While still busy on the New Testament Luther set to work on the Old, this time with the regular and expert assistance of Melanchthon and Matthæus Aurogallus, the Wittenberg Professor of Hebrew. Owing to the difficulty of the work and the constant hindrances encountered by the author, the work did not appear all at once, but only piecemeal. As early as 1523 the Books of the Pentateuch were published at Augsburg and Basle in two successive editions, four times reprinted in the same year. The historical books from Josue to Esther followed in 1524. The remainder, comprehensively described as the “Prophets,” followed in separate parts, Job, the Psalms and the “Books of Solomon” in 1524, and the Prophets, properly so-called, only at longer intervals.[1949]
The difficulties of the work and the unwearied pains taken by the compiler are frequently apparent in Luther’s letters to his friends.
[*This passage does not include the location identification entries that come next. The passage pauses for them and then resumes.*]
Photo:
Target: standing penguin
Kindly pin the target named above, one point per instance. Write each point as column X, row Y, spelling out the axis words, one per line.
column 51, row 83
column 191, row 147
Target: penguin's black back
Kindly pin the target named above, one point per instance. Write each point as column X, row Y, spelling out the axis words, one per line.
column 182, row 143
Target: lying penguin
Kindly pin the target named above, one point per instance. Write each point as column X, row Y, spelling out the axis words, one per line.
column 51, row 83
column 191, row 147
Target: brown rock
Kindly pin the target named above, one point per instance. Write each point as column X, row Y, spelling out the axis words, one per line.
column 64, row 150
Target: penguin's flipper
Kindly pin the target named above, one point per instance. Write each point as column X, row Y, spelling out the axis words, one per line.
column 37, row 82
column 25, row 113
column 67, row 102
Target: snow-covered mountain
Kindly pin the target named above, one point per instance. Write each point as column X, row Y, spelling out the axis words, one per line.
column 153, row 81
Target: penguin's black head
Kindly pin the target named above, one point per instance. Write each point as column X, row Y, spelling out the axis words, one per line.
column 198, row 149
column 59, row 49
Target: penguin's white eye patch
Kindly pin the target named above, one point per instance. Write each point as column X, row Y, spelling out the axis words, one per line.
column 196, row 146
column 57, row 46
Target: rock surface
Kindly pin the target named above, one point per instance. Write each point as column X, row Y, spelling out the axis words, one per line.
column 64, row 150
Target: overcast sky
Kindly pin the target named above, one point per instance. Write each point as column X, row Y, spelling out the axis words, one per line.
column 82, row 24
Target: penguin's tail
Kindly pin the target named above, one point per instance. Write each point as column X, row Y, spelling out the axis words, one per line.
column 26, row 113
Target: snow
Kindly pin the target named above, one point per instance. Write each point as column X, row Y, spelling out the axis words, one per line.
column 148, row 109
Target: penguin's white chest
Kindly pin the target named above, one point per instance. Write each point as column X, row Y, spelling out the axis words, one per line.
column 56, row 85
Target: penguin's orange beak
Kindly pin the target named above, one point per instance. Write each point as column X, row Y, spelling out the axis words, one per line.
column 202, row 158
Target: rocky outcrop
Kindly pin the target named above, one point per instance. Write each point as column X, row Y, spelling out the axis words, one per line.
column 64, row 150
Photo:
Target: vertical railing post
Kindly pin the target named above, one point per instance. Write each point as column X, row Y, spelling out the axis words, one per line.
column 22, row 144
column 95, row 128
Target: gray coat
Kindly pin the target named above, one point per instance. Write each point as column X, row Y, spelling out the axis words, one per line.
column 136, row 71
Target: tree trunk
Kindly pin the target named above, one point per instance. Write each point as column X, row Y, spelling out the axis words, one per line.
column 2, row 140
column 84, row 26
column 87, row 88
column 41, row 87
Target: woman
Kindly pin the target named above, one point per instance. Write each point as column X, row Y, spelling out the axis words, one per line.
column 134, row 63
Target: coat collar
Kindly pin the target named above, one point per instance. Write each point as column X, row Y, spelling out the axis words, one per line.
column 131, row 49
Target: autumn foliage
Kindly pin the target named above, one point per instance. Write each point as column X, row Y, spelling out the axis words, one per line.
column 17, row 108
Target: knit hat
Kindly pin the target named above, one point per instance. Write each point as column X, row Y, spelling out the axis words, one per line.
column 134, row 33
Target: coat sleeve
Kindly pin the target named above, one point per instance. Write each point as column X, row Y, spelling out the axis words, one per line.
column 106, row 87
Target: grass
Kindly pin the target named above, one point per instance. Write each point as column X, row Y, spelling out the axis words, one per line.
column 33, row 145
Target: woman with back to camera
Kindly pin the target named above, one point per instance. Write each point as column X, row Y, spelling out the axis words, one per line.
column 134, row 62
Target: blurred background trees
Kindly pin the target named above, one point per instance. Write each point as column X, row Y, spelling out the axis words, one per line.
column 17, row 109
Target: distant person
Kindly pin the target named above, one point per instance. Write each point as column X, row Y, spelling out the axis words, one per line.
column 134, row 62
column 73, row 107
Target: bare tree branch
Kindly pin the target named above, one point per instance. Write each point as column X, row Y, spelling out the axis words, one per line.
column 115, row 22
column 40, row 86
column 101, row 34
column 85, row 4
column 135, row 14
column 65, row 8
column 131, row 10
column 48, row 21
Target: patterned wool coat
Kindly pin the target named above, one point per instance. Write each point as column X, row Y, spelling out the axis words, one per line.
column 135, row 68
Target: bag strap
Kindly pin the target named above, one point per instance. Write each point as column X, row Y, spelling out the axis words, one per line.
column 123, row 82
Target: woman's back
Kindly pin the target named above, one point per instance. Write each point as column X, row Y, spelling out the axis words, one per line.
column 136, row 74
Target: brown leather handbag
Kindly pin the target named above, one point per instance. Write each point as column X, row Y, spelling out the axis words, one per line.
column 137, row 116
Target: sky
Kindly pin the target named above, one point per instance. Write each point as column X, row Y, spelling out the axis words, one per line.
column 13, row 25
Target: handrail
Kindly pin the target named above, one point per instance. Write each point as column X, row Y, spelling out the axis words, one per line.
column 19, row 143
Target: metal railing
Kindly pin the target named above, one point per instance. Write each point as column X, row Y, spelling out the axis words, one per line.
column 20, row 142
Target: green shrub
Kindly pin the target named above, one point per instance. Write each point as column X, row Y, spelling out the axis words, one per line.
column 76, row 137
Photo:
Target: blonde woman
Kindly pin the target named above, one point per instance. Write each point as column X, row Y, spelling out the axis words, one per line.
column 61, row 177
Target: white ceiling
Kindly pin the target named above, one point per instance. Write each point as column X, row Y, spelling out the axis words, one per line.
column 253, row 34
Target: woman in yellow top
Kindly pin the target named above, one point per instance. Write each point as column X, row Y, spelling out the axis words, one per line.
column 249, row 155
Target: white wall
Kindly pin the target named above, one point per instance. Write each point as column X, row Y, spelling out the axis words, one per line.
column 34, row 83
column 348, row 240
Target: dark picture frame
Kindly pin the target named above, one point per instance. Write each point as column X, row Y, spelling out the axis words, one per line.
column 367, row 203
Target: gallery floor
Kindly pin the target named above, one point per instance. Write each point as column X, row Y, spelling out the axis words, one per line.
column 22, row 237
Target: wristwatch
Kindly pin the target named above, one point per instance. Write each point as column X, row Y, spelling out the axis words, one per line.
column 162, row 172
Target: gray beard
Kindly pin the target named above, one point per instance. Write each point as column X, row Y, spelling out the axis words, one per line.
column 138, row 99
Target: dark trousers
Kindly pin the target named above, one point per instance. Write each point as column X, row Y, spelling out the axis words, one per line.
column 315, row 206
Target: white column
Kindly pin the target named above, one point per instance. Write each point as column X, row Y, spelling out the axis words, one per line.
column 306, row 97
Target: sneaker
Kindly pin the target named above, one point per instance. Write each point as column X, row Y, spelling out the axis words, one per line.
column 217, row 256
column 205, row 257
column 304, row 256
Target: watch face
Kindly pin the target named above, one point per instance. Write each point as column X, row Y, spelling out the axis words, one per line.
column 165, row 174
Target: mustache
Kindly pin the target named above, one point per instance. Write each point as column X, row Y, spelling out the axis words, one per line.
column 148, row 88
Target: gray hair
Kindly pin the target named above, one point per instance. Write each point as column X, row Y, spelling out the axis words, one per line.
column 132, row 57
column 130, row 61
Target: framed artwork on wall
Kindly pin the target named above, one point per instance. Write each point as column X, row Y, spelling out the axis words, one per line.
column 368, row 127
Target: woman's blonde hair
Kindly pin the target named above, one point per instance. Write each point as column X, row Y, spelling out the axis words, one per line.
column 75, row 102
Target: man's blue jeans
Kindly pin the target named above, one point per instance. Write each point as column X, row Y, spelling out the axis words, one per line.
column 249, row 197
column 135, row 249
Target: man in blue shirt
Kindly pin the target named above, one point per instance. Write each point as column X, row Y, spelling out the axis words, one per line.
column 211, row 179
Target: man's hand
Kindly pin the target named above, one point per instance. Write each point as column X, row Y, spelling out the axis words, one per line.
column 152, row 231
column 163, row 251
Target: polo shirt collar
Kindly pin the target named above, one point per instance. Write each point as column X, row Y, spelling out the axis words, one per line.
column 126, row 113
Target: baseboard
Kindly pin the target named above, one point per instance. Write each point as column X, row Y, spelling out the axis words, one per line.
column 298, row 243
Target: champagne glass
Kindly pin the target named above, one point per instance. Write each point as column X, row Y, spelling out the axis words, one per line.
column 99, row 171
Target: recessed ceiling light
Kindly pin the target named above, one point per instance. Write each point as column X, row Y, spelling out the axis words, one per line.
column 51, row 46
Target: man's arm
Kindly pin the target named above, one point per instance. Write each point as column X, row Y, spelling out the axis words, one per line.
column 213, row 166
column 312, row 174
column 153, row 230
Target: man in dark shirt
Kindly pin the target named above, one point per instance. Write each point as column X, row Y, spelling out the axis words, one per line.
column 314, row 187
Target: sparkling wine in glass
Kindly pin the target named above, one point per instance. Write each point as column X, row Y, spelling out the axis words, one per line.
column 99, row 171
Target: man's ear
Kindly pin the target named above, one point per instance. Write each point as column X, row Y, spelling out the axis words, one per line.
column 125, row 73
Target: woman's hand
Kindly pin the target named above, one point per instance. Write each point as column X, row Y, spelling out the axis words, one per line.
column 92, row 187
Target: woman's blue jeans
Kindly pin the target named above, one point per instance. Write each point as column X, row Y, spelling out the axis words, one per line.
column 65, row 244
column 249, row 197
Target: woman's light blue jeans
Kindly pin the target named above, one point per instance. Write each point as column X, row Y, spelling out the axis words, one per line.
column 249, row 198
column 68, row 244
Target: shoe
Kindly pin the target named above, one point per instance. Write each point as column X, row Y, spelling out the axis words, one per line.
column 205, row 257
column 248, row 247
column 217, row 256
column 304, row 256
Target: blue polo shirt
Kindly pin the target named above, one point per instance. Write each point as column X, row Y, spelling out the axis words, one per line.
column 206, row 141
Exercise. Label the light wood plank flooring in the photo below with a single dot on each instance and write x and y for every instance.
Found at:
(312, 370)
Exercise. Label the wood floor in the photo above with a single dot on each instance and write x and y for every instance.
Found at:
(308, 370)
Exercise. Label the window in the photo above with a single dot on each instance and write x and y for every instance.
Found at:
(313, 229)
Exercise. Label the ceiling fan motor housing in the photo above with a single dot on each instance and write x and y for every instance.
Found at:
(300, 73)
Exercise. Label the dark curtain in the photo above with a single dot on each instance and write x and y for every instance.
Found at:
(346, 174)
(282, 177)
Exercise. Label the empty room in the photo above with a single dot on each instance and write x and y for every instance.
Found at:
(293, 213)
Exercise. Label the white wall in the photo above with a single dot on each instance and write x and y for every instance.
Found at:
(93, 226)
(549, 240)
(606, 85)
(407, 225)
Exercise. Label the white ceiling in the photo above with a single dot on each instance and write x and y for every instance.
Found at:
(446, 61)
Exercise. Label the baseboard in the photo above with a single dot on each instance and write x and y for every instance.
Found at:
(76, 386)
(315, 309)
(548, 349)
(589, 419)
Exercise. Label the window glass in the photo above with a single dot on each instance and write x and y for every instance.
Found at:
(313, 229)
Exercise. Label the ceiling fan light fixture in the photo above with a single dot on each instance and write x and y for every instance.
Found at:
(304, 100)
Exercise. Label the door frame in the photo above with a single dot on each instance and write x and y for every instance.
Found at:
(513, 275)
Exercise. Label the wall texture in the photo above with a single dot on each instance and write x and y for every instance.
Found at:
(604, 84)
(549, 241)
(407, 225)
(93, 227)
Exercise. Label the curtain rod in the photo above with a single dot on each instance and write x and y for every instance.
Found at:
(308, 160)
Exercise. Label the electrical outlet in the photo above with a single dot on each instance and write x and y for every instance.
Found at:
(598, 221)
He writes, for instance, to Spalatin: “Job gives us much trouble owing to the exceptional grandeur of his style; he seems as reluctant to submit to our translation as to the consolations of his friends; he refuses to march and wants to remain for ever seated on his dunghill; it almost seems as though the writer of the book had wished to make a translation impossible. For this reason the printing of the third part of the Bible [i.e. of the Old Testament] proceeds but slowly.”[1950]—Later, in the preface to the Book of Job, he said: “In our work on ‘Hiob,’ we, Master Philip, Aurogallus and I, were sometimes barely able to get through three lines in four days. But now, my friend, that it is translated into German everyone can read it and master it and run his eyes over three or four pages without meeting a single obstacle, nor does he perceive what hindrances and stumbling-blocks lay in the path he now glides along as easily as down a greasy pole; to us, however, it cost much toil and sweat to remove all the hindrances and stumbling-blocks.”[1951]